CHRZEŚCIJAŃSKI OŚRODEK APOLOGETYCZNY

/ Destrukcyjne sekty / Świadkowie Jehowy / Artykuł

Strażnica wraca do swych błędów

Grupa: pl.soc.religia
Data: Fri, 14 Jan 2000 18:16:22 GMT
Temat: Strażnica wraca do swych błędów
Autor: Jan Lewandowski
Nauka o "nowym świetle" u Świadków Jehowy polega na przekonywaniu ludzi, że
Bóg umożliwia im stopniowe dochodzenie do prawd biblijnych.  Nie rozumieją
całej prawdy od razu. W ten sposób Świadkowie czują się usprawiedliwieni w
swych błędach jakie popełniali głosząc kiedyś "prawdy", które potem
odwoływali na rzecz "dokładniejszego zrozumienia prawdy."  Usprawiedliwiają
swe zmiany nauk: "Ponieważ widzieli stan rzeczy  jedynie w dostępnym wówczas
świetle, ich wyobrażenia były niekiedy niepełne, a nawet niedokładne"
(Świadkowie Jehowy głosiciele...., str. 146).  "Gdyby cała prawda biblijna
została wyjawiona na raz, mogłaby wywołać oślepienie i dezorientację - tak
jak jaskrawe światło słoneczne oślepia kogoś, kto wychodzi z ciemnej groty"
(Strażnica, 15. V. 1995 r., str. 15, par. 1). Te wyjaśnienia nie pozwalają
odpowiedzieć jednak satysfakcjonująco na pewne pytania.

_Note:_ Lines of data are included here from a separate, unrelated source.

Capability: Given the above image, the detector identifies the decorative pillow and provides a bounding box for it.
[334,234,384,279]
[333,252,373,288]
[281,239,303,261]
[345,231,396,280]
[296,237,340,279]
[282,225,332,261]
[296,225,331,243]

Jeśli Świadkowie Jehowy twierdzą, że Bóg dostarcza im informacji, to jak to
jest, że ich nauki ciągle się zmieniają, a czasem są nawet nie
"sprecyzowaniem", ale zupełną odwrotnością tego co uczyli kiedyś ? Wystarczy
zajrzeć do Wykładów Russella aby się przekonać, że prawie wszystkie jego
interpretacje biblijne zostały zastąpione nowymi. Tak na przykład "Syn
mężczyzna"  z 12 rozdziału Objawienia oznaczał kiedyś dla Russella
papiestwo, a dziś oznacza  dla nich symbol Królestwa Bożego (Strażnica 15.
V. 1995 r., str. 21 par. 2). Mimo to, że Charles Taze Russell oświadczył, iż
jego nauki "są całkowicie zgodne z podstawowymi naukami apostolskimi oraz z
tymi, które głosił nasz Pan......." (Świadkowie Jehowy głosiciele......,
str. 622), to jak widzimy odwołali potem jego naukę. Drugie pytanie: Jak to
możliwe, że mimo iż Bóg wyprowadza Świadków coraz dalej od błędu ku
prawdzie, przez udzielanie im "coraz jaśniejszego" zrozumienia, wracają oni
do nauk, które uważali kiedyś za błędne ? Przecież nie jest to nowe światło,
ale stare, którego nowość polega na tym, że jest ono jedynie nazwane przez
Strażnicę  "nowym" ! Takich przykładów powrotu do starych nauk można by
podać kilka. 

Zacznę nietypowo, od szczepionek. Do 1931 roku Towarzystwo
Strażnica, nie zgłaszało żadnych zastrzeżeń wobec nich. David Reed w swej
książce pt. How to Rescue Your Loved Ones from the Watchtower (wyd. Grand
Rapids, Baker Book House 1989 r.) omawia ten problem w rozdziale 9
zamieszczając wiele związanych z tym archiwalnych fotokopii z literatury
Świadków Jehowy. Aby pokazać, że do 1931 roku Strażnica nie miała nic
przeciw różnym recepturom przeciwchorobowym, na stronie 107 zamieścił on
fotokopię str. 200 z lipcowego wydania ang. Strażnicy z roku 1913, gdzie
obiecywano czytelnikom chorym na raka nawet przepis na "skuteczne i proste
lekarstwo (remedy)" (wszystko bezpłatnie, jak tam pisali). Nie było to
lekarstwo chyba skuteczne, bo jakoś od tamtej pory nic nie słychać, żeby
komuś pomogło. Nadal przecież nie istnieje lek na tą potworną chorobę.
Czyżby więc Towarzystwo Strażnica robiło sobie żarty z ludzi dotkniętych tym
nieszczęściem ? Pewnie chodziło im tylko o reklamę i nic więcej. Ale wróćmy
do szczepionek.  Po 1931 roku sytuacja się jednak zmieniła. D. Reed w swej
powyższej książce zamieścił na str. 108 fotokopię str. 293 z ang. Złotego
Wieku z 4 lutego tego roku, gdzie czytamy, że szczepienia to pogwałcenie
przymierza Bożego, jakie Bóg zawarł z Noem. Taki pogląd trwał do roku 1952,
gdy w ang. Strażnicy z 15. XII. 1952 r., powrócono do nauki uznanej kiedyś
za błędną, przywracając zezwolenie na szczepienia (str. 764). 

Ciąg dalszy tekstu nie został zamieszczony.